My Research Highlights
My primary research focuses on the opportunities at the intersection of health data science, computation, and biology. I apply computational models for understanding the rich contextual information associated with most data sets in a variety of real-world domains and using them to infer complex patterns. Throughout my career, I have tried to define my research interests by the demands of health care and how they could be satisfied by the modern computing approaches.

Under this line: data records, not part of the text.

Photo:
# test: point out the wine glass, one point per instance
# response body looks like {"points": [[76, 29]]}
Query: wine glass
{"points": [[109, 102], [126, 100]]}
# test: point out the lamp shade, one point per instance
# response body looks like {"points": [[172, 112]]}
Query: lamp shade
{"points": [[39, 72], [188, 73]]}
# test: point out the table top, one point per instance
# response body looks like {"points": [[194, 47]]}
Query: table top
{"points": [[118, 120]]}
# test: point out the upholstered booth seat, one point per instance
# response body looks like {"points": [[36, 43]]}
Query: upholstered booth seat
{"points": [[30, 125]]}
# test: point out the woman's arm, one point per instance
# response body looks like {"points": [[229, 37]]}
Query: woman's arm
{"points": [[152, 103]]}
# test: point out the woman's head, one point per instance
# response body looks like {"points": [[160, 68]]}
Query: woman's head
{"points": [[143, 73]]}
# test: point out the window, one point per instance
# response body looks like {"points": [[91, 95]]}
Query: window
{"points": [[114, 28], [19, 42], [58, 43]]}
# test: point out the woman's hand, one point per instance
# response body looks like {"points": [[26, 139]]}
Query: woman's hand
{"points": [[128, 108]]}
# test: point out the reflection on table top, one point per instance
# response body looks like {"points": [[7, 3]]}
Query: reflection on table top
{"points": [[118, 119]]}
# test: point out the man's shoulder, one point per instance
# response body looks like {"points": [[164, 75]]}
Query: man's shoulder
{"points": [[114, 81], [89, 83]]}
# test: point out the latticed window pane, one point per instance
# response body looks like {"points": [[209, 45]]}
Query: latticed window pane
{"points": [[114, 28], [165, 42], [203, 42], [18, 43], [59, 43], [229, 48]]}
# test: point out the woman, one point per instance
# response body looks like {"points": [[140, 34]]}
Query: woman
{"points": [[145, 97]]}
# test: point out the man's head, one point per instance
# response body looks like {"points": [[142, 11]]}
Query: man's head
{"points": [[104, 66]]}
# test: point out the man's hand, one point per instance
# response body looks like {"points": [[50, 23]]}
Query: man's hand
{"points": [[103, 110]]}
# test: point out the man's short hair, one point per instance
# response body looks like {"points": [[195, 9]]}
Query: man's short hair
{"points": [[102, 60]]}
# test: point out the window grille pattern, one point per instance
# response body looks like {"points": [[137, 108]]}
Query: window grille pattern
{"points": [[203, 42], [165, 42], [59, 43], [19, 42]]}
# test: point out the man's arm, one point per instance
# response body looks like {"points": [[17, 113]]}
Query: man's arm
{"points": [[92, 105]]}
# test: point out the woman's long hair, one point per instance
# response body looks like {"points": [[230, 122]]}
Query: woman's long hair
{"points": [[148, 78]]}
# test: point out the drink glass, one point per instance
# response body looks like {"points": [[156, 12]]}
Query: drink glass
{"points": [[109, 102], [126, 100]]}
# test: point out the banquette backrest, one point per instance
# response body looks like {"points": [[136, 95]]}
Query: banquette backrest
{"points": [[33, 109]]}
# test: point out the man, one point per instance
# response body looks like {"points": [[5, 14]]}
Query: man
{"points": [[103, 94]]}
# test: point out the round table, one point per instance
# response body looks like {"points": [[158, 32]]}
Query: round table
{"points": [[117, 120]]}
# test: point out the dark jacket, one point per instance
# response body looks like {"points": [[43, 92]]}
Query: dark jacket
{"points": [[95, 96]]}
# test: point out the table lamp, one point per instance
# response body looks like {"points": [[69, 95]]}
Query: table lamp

A brief synopsis of my research interests include:
-
Designing efficient inference and knowledge extraction pipelines for the models capable of handling uncertainties and interdependencies among large-scale data sets, a characteristic that is predominantly associated with large-scale biological data sets.
-
Using a combination of modern analytical and machine learning skills for extracting the rich contextual information associated with complex data sets.
-
Predictive modeling and computational analysis of disparate data sets, such as electronic health records, scientific texts, and high-throughput experiments.
-
Developing bioinformatics strategies for mapping and understanding the interplay of genetic and environmental mechanisms of human disease.
-
Investigating the multidimensional and integrated molecular data to understand the biological mechanism and the etiology of the diseases.
-
Inferring the causes and consequences of environmental insult on human health with emphases on neuropsychiatric disorders, infectious diseases, and adverse birth outcomes.
-
Connecting the dots from climate observations to disease prevalence with an overarching goal to formulate testable hypotheses from biomedical data.
-
Improving human health by mining large country-scale clinical databases to predict disease outcomes and investigate existing drugs for new therapeutic purposes.
-
Understanding the epidemiology of infectious diseases and assessing prevention and treatment programs for emerging and established infectious diseases.